I had a similar moment with my middle child the other day. His friend was at the skatepark, bailed on a backflip, landed on his head, and got a pretty serious concussion. Fortunately he was wearing his helmet, or he might have been killed. Since I’m constantly fighting with my kid about wearing his helmet, I seized on the opportunity to ask him if he’d learned a lesson from this other kid’s example. “Yeah,” he told me, “never bail on a trick halfway. If you at least try to land it, you’ll probably just break your leg.”
Even my eldest, who’s the most practical of the three by far, isn’t immune to this kind of logic. He often forgets to bring his ball with him to soccer practise, which makes his coach quite frustrated. After one practise where the coach had sat the whole team down and given them a stern lecture about arriving on time with all their gear and prepared to play, I asked my kid what he planned to do about his forgetfulness. “I’ll probably just go by the lost and found when I get to practise,” he said. “There’s usually a few balls there I can borrow.”
In moments like these I almost despair that my kids are learning anything at all. It feels that the natural consequences of their actions (which I prefer to use over imposed consequences most of the time) end up teaching them the wrong things half the time. They end up learning to circumvent the system rather than to do the right thing.
What I remind myself is that learning from experience isn’t an instantaneous process, as I’ve seen in my own life over the years. We don’t always learn our lesson the first time, or even the second or third. Sometimes we need to learn the same lesson in a few different ways before we really get it, and there are some things that we never seem to learn.
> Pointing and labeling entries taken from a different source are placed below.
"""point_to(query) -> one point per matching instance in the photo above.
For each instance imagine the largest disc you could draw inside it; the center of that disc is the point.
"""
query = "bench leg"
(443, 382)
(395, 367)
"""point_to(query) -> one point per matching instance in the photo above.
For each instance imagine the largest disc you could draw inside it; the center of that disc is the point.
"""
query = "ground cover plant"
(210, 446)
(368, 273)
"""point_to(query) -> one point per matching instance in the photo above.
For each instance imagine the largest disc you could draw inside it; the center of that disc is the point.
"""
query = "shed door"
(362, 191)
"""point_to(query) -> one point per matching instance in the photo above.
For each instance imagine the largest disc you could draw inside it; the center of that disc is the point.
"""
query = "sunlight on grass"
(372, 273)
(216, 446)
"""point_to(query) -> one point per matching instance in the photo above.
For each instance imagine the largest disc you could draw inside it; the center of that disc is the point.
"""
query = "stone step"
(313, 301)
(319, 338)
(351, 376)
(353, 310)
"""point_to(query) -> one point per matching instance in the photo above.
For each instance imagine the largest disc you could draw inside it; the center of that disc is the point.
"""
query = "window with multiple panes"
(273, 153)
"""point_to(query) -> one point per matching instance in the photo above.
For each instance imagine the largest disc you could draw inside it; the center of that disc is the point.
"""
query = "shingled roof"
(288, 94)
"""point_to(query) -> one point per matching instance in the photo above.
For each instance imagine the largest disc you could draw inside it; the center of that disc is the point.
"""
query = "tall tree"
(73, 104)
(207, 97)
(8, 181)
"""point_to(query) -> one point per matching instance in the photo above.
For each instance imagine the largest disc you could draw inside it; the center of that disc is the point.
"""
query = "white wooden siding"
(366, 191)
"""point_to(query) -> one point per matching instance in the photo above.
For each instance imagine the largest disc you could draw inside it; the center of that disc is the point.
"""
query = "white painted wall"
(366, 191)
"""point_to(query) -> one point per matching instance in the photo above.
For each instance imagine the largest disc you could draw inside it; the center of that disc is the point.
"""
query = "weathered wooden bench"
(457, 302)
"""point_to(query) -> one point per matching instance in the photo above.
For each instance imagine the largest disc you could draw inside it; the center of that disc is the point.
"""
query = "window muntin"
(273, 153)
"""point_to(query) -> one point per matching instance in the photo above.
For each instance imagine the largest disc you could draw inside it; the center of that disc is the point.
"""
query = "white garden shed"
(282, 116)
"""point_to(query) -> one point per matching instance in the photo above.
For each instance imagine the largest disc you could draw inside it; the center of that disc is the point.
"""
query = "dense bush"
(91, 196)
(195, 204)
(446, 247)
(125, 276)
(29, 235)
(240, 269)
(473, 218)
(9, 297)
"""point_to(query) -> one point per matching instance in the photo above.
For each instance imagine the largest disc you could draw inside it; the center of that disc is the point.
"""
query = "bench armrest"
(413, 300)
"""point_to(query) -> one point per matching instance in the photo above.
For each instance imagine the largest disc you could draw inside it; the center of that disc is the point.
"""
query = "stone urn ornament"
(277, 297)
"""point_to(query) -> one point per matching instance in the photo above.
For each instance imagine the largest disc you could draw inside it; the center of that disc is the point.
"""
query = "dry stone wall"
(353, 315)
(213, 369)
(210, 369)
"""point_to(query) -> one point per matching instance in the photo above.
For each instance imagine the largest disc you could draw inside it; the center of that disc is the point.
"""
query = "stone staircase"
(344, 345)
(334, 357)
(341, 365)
The key for parents, I think, is to keep drawing those connections for kids. We need to help make it obvious for kids how certain behaviours result in certain consequences, where the middle finger generally results in people getting angry with you, and where wearing helmets generally prevents serious injury, and where remembering your stuff generally results in happier coaches. Our role in the process is mostly to help them make sense of the lessons they’re being taught.
They may not learn their lesson right away, but at least they’ll know there’s a lesson to be learned.